(EDIT 07/07/2012: Took out the 5/3/1 in the title)
Alright, this is in response to the “Calling Out the <25 Age Crowd” and also because I’ve always wanted to start a log.
This first post will just be my stats and goals, I’ll be training later tonight.
Weight: 200 lbs (Edit: 220-225, August 2011)
Lifting since June 2007
Bench: 335 (Edit: 375-385, August 2011)
Squat: 365 (Edit: 475, August 2011)
Deadlift: 445 (Edit: 545, August 2011)
1 RM Goals:
Short Term (By Decemeber 31, 2009)(Edited August 2011):
365 bench (Achieved, 405 by Dec. 2011)
425 squat (Achieved, 500 by Dec. 2011)
505 deadlift (Achieved, 600 ASAP)
Edit: 550 Box Squat ASAP
Other Short Term Goals (Edited August 2011):
Squat-365X5 (Achieved, New Goal: 405x5)
Deadlift-450X3 (Achieved, New Goal: 545x3)

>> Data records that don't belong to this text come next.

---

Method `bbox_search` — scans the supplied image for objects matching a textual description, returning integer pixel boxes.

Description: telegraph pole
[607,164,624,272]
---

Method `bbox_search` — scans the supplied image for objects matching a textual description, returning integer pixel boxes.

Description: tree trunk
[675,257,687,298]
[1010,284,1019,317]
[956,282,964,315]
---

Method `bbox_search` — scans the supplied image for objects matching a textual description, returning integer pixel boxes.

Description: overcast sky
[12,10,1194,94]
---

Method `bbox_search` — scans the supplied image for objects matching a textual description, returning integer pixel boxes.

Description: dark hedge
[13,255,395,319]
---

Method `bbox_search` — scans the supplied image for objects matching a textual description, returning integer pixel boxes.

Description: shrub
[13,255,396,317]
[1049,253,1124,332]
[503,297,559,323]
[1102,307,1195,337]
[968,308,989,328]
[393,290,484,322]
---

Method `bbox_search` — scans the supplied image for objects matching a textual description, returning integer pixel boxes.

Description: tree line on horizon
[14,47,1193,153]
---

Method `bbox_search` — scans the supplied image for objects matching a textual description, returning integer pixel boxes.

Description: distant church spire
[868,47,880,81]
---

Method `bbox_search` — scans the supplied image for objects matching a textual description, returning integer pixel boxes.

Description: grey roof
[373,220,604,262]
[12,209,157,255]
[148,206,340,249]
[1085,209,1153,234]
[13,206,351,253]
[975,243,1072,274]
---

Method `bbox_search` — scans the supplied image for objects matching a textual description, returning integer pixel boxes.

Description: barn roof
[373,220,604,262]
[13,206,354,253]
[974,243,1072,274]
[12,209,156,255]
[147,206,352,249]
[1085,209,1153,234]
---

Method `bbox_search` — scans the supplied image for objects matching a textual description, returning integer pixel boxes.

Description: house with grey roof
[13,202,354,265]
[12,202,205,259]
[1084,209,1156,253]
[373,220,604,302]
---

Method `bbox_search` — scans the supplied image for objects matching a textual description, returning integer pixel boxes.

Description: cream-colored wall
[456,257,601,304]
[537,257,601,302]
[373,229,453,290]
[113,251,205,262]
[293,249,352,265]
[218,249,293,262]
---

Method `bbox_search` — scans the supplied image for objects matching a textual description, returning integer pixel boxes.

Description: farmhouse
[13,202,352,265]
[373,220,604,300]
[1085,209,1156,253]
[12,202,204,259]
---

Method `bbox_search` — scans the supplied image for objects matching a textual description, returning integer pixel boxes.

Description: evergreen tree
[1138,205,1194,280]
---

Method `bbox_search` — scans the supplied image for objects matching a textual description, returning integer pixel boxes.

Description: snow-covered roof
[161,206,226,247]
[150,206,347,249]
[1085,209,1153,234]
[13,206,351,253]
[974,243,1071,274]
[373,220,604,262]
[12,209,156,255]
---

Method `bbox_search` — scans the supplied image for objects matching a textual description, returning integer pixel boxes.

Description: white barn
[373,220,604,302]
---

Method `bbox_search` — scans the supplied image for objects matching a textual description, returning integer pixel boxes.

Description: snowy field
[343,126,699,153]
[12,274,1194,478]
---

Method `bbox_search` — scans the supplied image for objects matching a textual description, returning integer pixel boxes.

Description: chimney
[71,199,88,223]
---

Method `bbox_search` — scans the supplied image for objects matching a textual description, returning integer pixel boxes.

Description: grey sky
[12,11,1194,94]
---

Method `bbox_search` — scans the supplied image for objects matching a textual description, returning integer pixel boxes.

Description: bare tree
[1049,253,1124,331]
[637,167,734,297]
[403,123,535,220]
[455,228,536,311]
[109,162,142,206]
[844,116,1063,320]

Bench-335X3 (Achieved, New Goal: 365x3)
BB Row-255X10 (Achieved, New Goal: 365x10)
Long Term (Couple years?):
400+ bench (August 2011, New Goal: 500+)
550+ squat (August 2011, New Goal: 650+)
600+ deadlift (August 2011, New Goal: 700+)
200-210 lbs BW at 8% BF (August 2011, New Goal: 220-230 @ 8%)

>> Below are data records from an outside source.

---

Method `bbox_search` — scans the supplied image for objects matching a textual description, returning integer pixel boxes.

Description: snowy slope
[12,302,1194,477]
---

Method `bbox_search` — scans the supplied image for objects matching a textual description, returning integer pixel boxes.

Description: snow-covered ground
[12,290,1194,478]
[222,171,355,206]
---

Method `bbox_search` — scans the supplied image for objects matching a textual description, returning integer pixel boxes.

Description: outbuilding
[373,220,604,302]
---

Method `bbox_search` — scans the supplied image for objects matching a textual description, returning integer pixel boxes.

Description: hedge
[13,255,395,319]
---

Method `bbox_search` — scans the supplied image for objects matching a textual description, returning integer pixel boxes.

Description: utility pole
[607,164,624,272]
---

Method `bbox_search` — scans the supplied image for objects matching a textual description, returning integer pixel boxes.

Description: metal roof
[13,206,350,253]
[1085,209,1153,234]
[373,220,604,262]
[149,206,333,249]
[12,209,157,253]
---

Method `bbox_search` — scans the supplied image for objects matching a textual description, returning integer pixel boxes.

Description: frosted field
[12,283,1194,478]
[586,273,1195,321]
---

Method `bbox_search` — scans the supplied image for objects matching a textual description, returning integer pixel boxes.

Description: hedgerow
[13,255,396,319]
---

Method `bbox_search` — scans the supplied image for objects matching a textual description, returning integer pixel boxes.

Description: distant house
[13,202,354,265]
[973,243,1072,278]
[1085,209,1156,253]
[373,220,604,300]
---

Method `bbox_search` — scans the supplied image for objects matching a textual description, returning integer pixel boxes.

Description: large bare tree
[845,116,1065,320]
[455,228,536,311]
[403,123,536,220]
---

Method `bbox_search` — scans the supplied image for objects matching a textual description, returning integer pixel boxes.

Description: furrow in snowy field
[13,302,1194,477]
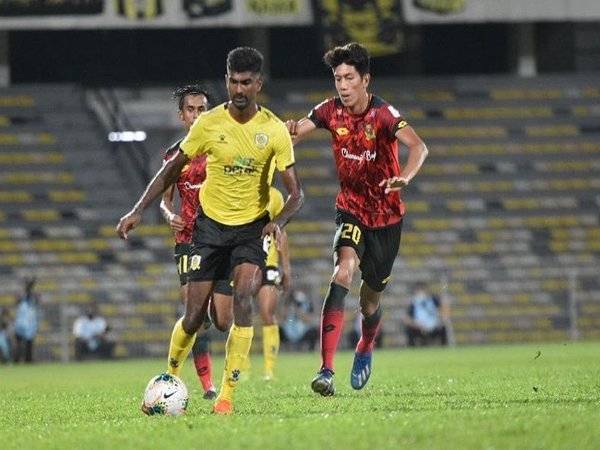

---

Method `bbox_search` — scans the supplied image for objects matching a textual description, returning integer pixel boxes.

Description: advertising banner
[0,0,313,30]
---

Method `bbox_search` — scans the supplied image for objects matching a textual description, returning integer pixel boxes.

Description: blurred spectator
[73,303,115,361]
[279,289,319,350]
[404,283,450,347]
[14,276,40,363]
[0,308,10,363]
[348,309,383,349]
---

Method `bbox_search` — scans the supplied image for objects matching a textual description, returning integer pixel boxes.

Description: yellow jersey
[179,103,294,225]
[266,186,285,267]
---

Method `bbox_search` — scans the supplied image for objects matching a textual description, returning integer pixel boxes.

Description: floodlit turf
[0,343,600,450]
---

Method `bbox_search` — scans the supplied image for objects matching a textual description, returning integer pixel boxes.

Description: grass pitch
[0,343,600,450]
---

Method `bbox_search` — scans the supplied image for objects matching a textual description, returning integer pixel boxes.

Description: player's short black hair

Obviously almost all of my goals are strength based, and honestly, it’s only because I have more fun with power/strength training than bodybuilding. I’ve been getting the urge to jack up my forearms and lean out though. Meh.

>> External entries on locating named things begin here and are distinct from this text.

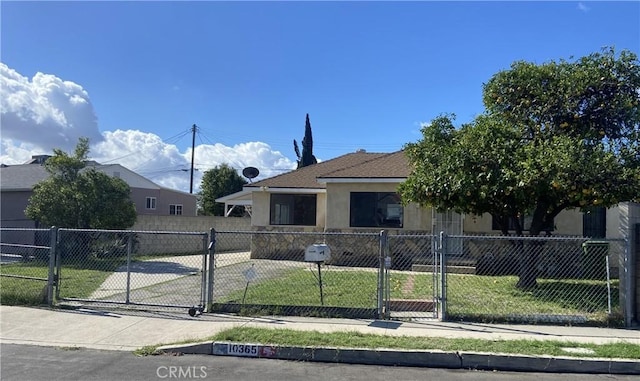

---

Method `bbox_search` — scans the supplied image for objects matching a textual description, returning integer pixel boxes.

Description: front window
[147,197,156,209]
[491,215,554,231]
[349,192,404,228]
[269,194,316,226]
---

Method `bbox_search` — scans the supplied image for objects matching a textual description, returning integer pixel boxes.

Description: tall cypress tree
[293,114,318,168]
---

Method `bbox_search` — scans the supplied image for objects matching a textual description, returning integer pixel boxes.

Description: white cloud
[0,63,296,193]
[0,62,102,154]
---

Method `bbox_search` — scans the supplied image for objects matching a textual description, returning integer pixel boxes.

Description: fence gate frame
[378,230,447,321]
[0,226,58,307]
[55,228,213,310]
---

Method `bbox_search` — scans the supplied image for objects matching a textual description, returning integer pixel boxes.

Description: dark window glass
[491,216,554,231]
[269,194,317,226]
[349,192,404,228]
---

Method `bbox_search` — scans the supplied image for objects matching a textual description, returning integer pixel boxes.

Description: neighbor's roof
[245,151,410,189]
[0,164,49,191]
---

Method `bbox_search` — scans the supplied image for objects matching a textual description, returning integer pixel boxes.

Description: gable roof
[318,151,411,182]
[0,160,196,197]
[244,151,410,189]
[0,164,49,191]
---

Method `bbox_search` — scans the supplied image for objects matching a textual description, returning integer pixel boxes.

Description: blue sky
[0,1,640,190]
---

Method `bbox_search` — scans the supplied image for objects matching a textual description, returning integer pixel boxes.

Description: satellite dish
[242,167,260,182]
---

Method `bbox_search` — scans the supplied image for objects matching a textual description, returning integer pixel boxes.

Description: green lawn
[0,258,622,326]
[217,269,620,325]
[0,258,126,305]
[135,327,640,360]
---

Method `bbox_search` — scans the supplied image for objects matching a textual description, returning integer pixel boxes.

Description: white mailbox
[304,244,331,262]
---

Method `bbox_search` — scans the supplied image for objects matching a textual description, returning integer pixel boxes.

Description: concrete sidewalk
[0,306,640,374]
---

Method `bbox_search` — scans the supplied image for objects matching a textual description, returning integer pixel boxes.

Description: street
[0,344,637,381]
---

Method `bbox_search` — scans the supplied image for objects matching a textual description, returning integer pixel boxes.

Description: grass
[0,261,49,306]
[219,269,620,325]
[136,327,640,360]
[0,257,126,306]
[0,257,622,326]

I did a whole lot of bench in my first 6 months of training due to the fact that it’s what my dad does every time he’s in the gym. So that’s why my bench is so high in relation to everything else, my squat especially. I’ve been going ATG on squats for about a year now, but I started from scratch after a year of 1/3-1/2 squats(hangs head).
I’m not following a set routine. My training is generally high intensity/low reps 4-6 days a week with a 3 day rest every few weeks. But, I also generally hate resting because I get DOMS 2 days out. I guess if I had to sum it up in a rep scheme I’d end up with a lot of 5X5’s.
I think a real problem that’s holding me back is my ratio of dynamic and maximum effort days. I do a lot of ME sessions because I love it. So I’m going to try to work on that.
I got a shoulder injury of some kind last July, I believe it was a torn Supraspinatus, I’m stronger than ever but I still have pain/tightness (but usually not during training). It has held my vertical back training wayyy back. It’s getting better though.
I’m a student at the University of Alabama studying Exercise and Sport Science (focusing on Nutrition and Pre-Professional), it will lead to grad school and a career in Physical Therapy.
That’s about all I have to say. I’d appreciate any advice you have to give!